Suppose $f$ is a continuous mapping from a compact metric space $X$ into a metric space $Y$. Prove that if $F$ is a closed subset of $X$, then $f[F]$ is a closed subset of $Y$.
Here is my idea for the proof: The continuous image of a connected space is connected. Use the intermediate value theorem to show that the image of every continuous real-valued function is an interval, and should return closed sets into closed sets.
Corrections are appreciated!
On
A slightly different answer using sequences. Take $F$ a closed set of $X$. Now take a sequence $(y_n)$ of elements in $f(F)$ converging to $y\in Y$. We want to show that $y\in f(F)$.
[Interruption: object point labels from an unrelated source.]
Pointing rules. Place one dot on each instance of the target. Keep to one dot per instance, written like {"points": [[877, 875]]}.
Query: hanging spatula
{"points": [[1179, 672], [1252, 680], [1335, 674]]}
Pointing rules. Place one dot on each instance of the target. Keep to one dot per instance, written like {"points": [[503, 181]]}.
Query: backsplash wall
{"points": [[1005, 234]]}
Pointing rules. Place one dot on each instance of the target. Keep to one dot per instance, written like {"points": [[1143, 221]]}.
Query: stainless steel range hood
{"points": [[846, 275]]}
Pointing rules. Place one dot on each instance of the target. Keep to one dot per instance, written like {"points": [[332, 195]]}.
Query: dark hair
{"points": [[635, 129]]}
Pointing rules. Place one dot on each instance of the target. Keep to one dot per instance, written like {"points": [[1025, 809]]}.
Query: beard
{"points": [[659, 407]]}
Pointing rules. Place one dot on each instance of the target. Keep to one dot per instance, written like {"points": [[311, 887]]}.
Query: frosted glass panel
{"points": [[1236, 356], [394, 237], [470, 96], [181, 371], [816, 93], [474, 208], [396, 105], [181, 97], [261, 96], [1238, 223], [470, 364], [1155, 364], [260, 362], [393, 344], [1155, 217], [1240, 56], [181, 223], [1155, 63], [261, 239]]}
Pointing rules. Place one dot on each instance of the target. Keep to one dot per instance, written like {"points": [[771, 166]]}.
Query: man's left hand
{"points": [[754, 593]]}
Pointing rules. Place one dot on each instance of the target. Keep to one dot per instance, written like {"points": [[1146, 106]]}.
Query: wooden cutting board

Because $y_n\in f(F)$ we can find $x_n\in F$ such that $f(x_n)=y_n$. Now $(x_n)$ is a sequence of $X$ (compact), so it admits a subsequence converging $(x_{\varphi(n)})$ to $x\in X$. Since $F$ is closed and $(x_{\varphi(n)})$ is a sequence of $F$ we know that actually $x\in F$.
Finally, because $f$ is continuous we have that $f(x_{\varphi(n)})$ converges to $f(x)$. In other words $(y_{\varphi(n)})$ converges to $f(x)$. Since $(y_{\varphi(n)})$ also converges to $y$, by unicity of the limit we get that $y=f(x)\in f(F)$.
We have shown that $f(F)$ is sequentially closed so it is closed (we are in a metric space).
First let me tell you the flaws in your argument. 1) nobody said anything about $X$ being connected. 2) You never used compactness of $X$. 3) You are using a property of "real" valued functions, these are metric spaces, which are much more general than real spaces.
Here's how you do it. Take any open covering for $f(F)$ in $Y$, say $\{U_\alpha\}_{\alpha \in I}$ ($I$ possibly infinite index set). Since $f$ is continuous $f^{-1}(U_\alpha)$ is open in $X$ for every open set in the cover. Moreover $\{f^{-1}(U_\alpha)\}$ covers $F$. But $X$ is compact, so there is a finite subcover, say $\{f^{-1}(U_i)\}_{i=1, \cdots, n}$ covering the whole $F$, i.e. $F\subset \bigcup_{i=1}^n f^{-1}(U_i)$. Then $\{U_i\}_{i=1, \cdots, n}$ covers $f(F)$. So any open cover of $F$ has a finite subcover. Hence $f(F)$ is compact. Any compact subspace of a metric space is closed and bounded, so $f(F)$ is closed.